Proving the Identity for Non-Commuting Operators A and B | Operator Algebra

[S.G.]

How do you prove the following identity for non-commuting operators A and B?

[[[A,B],B]A]=[B,[A,[A,B]]]

 

[Edgardo]

Hello S.G.,

you could first use the abbreviation C:= [A,B], so the equation
looks better:

[[[A,B],B]A]=[B,[A,[A,B]]]
<=>
[[C,B],A] = [B,[A,C]]

Then use the definition of the commutator [Y,Z] = YZ-ZY
and in the end, instead of C, use [A,B] again.

 

[R0man]

To prove this identity, we can use the properties of operator algebra, specifically the Jacobi identity. This identity states that for any three operators A, B, and C, we have [[A, B], C] + [[B, C], A] + [[C, A], B] = 0.

Now, let's apply this identity to our equation: [[[A, B], B], A] = [[B, [A, B]], A] + [[A, B], [B, A]].

Since A and B do not commute, [A, B] is not equal to [B, A], so we cannot simply swap the order of these operators.
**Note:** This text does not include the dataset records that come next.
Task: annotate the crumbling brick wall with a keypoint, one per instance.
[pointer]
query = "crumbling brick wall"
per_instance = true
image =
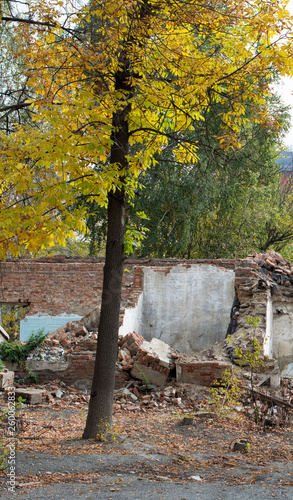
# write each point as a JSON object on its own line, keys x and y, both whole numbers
{"x": 60, "y": 284}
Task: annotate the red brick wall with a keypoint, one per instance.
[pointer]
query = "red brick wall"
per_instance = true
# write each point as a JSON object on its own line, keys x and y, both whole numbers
{"x": 59, "y": 284}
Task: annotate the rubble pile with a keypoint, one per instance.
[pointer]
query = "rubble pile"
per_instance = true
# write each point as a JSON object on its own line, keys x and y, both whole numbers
{"x": 272, "y": 263}
{"x": 73, "y": 336}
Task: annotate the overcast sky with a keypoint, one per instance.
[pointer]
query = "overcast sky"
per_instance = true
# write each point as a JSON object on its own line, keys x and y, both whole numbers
{"x": 286, "y": 92}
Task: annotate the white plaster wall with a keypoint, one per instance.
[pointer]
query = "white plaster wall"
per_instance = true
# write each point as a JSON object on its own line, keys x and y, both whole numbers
{"x": 132, "y": 318}
{"x": 188, "y": 308}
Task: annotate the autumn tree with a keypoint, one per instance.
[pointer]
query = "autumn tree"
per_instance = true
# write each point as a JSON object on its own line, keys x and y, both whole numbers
{"x": 113, "y": 82}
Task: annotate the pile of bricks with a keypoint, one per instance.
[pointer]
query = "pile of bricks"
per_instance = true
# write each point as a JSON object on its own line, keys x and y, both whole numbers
{"x": 147, "y": 361}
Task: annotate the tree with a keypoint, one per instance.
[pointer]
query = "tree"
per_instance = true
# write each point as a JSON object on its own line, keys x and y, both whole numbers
{"x": 221, "y": 206}
{"x": 115, "y": 81}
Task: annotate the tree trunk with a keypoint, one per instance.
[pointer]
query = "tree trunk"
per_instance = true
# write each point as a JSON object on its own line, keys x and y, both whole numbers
{"x": 99, "y": 417}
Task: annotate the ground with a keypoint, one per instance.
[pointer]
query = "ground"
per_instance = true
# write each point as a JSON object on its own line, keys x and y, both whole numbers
{"x": 150, "y": 453}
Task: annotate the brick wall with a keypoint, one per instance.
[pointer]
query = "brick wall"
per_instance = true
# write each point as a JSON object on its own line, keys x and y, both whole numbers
{"x": 61, "y": 284}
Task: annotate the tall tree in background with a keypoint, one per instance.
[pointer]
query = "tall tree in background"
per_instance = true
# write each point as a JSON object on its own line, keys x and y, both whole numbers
{"x": 221, "y": 206}
{"x": 114, "y": 82}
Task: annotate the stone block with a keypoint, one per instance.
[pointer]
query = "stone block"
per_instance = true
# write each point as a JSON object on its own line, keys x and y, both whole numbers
{"x": 200, "y": 372}
{"x": 143, "y": 372}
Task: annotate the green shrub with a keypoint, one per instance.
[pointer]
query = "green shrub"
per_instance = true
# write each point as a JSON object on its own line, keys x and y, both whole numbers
{"x": 18, "y": 353}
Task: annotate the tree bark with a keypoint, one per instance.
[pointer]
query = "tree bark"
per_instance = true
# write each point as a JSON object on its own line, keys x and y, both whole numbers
{"x": 99, "y": 417}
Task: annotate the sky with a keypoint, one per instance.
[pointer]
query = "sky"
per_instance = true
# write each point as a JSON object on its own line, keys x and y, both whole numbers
{"x": 285, "y": 90}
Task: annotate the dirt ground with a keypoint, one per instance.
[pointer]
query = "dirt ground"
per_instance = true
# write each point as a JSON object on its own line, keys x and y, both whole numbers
{"x": 151, "y": 454}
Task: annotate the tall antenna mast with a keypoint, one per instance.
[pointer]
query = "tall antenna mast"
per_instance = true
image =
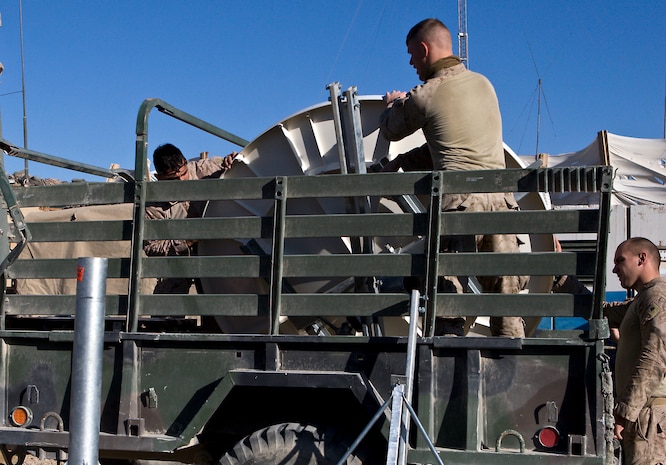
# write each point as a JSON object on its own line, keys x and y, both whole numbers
{"x": 25, "y": 116}
{"x": 462, "y": 32}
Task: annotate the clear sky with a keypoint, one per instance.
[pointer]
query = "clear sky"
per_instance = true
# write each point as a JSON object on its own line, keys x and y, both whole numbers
{"x": 245, "y": 66}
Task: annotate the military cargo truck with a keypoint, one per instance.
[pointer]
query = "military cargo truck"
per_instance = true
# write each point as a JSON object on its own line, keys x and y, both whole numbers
{"x": 344, "y": 367}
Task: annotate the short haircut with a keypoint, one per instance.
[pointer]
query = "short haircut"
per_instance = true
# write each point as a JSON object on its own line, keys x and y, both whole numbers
{"x": 168, "y": 158}
{"x": 426, "y": 29}
{"x": 638, "y": 244}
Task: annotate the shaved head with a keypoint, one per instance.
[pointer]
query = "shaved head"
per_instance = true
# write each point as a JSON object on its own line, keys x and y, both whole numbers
{"x": 433, "y": 32}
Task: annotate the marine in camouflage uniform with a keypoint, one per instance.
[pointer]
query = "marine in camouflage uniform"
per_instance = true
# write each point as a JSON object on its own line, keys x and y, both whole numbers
{"x": 458, "y": 112}
{"x": 640, "y": 367}
{"x": 195, "y": 169}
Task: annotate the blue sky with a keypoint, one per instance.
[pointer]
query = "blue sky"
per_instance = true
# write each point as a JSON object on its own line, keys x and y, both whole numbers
{"x": 244, "y": 66}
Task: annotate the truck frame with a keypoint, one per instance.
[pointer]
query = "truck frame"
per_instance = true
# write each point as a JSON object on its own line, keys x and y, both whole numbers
{"x": 172, "y": 389}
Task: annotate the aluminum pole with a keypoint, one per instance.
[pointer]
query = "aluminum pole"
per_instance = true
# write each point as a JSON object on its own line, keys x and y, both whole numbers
{"x": 87, "y": 361}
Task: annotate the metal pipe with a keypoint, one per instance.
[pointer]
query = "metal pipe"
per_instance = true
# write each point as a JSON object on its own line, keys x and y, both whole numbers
{"x": 87, "y": 361}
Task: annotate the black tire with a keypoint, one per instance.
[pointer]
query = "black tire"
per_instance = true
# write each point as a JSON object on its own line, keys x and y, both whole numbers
{"x": 292, "y": 444}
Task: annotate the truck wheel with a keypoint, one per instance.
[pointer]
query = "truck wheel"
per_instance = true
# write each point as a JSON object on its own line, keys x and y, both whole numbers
{"x": 292, "y": 444}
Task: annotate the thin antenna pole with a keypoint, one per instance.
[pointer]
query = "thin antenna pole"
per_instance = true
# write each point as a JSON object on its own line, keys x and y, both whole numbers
{"x": 462, "y": 32}
{"x": 25, "y": 115}
{"x": 538, "y": 116}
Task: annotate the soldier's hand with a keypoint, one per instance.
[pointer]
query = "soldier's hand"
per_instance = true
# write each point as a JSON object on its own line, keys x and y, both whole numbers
{"x": 619, "y": 427}
{"x": 229, "y": 160}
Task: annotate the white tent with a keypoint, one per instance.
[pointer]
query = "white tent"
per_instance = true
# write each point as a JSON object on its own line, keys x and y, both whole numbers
{"x": 639, "y": 165}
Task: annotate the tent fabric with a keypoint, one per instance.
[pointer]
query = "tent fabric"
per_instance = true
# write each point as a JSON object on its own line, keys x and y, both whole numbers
{"x": 639, "y": 166}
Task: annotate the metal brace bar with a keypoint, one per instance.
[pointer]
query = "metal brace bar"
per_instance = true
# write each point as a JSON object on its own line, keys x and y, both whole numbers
{"x": 278, "y": 252}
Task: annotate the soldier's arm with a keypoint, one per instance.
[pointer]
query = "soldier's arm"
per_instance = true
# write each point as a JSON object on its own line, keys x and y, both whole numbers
{"x": 650, "y": 370}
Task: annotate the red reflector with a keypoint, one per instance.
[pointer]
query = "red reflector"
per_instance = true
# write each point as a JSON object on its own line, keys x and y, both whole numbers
{"x": 549, "y": 437}
{"x": 21, "y": 416}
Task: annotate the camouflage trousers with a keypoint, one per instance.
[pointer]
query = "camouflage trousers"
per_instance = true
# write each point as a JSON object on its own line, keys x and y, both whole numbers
{"x": 499, "y": 326}
{"x": 644, "y": 441}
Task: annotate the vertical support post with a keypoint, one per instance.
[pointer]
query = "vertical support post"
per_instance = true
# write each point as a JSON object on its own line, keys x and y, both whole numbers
{"x": 87, "y": 361}
{"x": 277, "y": 257}
{"x": 432, "y": 253}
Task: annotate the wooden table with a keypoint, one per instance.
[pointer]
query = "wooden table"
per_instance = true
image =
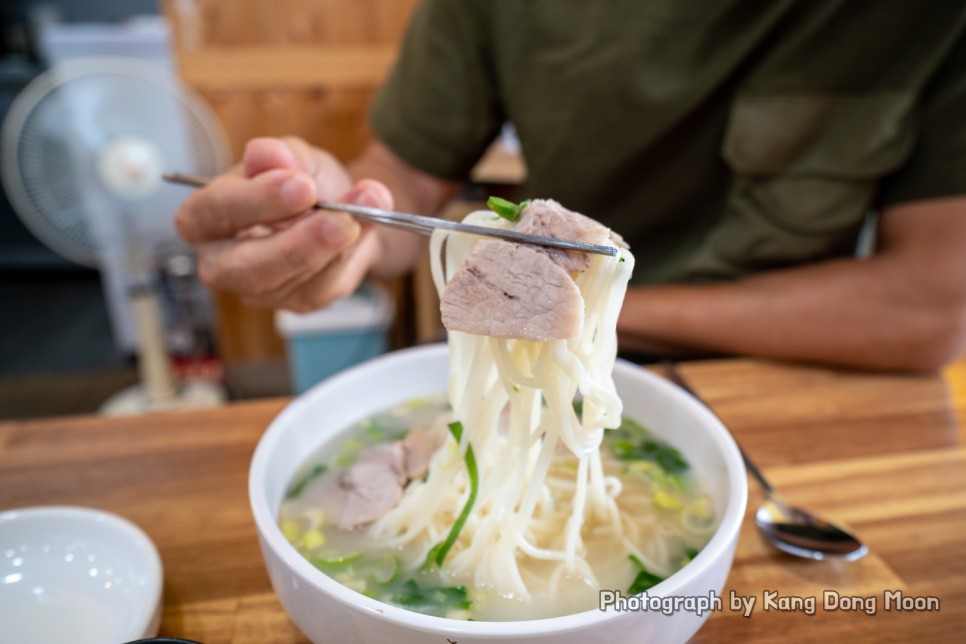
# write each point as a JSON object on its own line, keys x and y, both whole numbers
{"x": 884, "y": 454}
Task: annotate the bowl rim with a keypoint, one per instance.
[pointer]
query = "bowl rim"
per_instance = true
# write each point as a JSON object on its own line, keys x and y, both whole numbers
{"x": 727, "y": 531}
{"x": 144, "y": 625}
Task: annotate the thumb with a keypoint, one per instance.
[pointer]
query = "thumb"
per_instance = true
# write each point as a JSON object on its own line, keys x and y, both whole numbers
{"x": 265, "y": 153}
{"x": 369, "y": 192}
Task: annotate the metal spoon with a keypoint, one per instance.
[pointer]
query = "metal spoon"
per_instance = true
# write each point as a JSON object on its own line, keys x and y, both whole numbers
{"x": 788, "y": 528}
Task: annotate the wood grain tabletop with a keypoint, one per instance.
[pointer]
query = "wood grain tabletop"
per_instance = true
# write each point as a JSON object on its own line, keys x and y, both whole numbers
{"x": 883, "y": 454}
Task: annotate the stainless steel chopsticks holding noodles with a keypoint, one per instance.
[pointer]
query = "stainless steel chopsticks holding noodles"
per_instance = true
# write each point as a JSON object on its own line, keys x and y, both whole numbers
{"x": 425, "y": 225}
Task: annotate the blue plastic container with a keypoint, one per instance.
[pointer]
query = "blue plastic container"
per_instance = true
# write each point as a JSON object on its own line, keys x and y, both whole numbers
{"x": 347, "y": 332}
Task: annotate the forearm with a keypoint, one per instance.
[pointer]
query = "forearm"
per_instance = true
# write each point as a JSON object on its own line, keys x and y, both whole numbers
{"x": 842, "y": 312}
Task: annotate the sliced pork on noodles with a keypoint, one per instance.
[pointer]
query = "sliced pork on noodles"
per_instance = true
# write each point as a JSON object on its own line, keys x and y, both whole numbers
{"x": 507, "y": 290}
{"x": 507, "y": 499}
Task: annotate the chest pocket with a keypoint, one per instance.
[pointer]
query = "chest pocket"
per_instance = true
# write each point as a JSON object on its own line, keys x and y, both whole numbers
{"x": 805, "y": 174}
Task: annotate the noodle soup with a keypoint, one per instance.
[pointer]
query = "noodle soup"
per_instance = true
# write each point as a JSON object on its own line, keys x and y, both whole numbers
{"x": 665, "y": 519}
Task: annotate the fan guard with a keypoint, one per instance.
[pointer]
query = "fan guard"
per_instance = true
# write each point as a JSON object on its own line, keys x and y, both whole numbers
{"x": 96, "y": 132}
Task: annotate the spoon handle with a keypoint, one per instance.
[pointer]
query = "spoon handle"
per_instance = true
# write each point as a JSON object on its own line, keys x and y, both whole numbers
{"x": 674, "y": 375}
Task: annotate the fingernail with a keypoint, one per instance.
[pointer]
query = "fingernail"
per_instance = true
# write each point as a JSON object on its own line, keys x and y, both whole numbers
{"x": 297, "y": 192}
{"x": 337, "y": 231}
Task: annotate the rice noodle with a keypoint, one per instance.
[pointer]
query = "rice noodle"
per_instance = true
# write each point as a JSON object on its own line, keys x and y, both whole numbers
{"x": 522, "y": 513}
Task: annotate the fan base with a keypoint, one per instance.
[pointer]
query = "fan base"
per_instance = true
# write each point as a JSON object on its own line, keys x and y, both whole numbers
{"x": 191, "y": 394}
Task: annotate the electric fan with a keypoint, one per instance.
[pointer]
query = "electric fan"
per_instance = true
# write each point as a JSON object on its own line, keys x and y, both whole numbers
{"x": 84, "y": 146}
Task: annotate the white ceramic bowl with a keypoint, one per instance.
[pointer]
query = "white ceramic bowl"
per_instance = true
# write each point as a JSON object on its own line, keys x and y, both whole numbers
{"x": 76, "y": 575}
{"x": 327, "y": 611}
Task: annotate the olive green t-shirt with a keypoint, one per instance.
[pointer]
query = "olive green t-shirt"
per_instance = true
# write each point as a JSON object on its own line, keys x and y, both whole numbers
{"x": 719, "y": 138}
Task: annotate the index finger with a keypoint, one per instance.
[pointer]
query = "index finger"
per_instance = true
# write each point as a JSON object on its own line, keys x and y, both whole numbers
{"x": 232, "y": 203}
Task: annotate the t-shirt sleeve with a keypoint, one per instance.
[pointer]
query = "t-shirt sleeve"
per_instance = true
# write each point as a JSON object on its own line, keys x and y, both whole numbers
{"x": 438, "y": 109}
{"x": 937, "y": 164}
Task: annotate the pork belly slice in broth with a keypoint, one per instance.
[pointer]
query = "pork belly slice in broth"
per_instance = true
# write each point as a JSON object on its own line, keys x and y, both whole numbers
{"x": 373, "y": 485}
{"x": 508, "y": 290}
{"x": 359, "y": 494}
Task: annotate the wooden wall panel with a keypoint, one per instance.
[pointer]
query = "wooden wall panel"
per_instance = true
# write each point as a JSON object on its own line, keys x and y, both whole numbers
{"x": 306, "y": 68}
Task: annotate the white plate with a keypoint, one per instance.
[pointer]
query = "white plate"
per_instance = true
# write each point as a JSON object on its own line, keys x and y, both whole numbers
{"x": 78, "y": 575}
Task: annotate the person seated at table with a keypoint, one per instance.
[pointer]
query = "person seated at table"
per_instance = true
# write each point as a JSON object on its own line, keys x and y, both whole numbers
{"x": 740, "y": 148}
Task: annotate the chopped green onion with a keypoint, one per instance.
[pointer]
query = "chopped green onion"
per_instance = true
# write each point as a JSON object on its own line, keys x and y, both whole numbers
{"x": 437, "y": 554}
{"x": 506, "y": 209}
{"x": 432, "y": 600}
{"x": 644, "y": 579}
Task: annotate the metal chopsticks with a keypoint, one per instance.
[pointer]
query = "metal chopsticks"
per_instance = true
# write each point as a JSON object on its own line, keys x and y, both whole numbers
{"x": 425, "y": 225}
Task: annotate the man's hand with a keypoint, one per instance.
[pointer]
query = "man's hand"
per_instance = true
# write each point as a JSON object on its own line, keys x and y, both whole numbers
{"x": 256, "y": 232}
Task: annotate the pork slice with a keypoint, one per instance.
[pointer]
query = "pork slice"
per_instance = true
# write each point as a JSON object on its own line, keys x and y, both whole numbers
{"x": 359, "y": 494}
{"x": 510, "y": 290}
{"x": 418, "y": 449}
{"x": 392, "y": 455}
{"x": 548, "y": 218}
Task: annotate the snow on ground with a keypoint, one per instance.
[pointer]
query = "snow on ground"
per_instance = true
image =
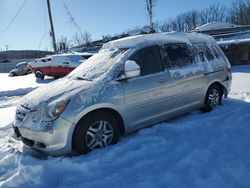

However, we can use the Jacobi identity to rewrite the second term as [[A, [A, B]], B].

Substituting this into our equation, we get: [[[A, B], B], A] = [[B, [A, B]], A] + [[A, [A, B]], B].

Now, we can use the Jacobi identity again to rewrite the first term as [[A, B], [B, A]]. Substituting this into our equation, we get: [[[A, B], B], A] = [[B, [A, B]], A] + [[A, [A, B]], B] = [[B, [A, B]], A] + [[A, B], [B, A]].

Since A and B do not commute, we cannot further simplify this expression. However, we can see that the right side of the equation is equal to the left side, therefore proving the identity: [[[A, B], B], A] = [[B, [A, B]], A] + [[A, B], [B, A]].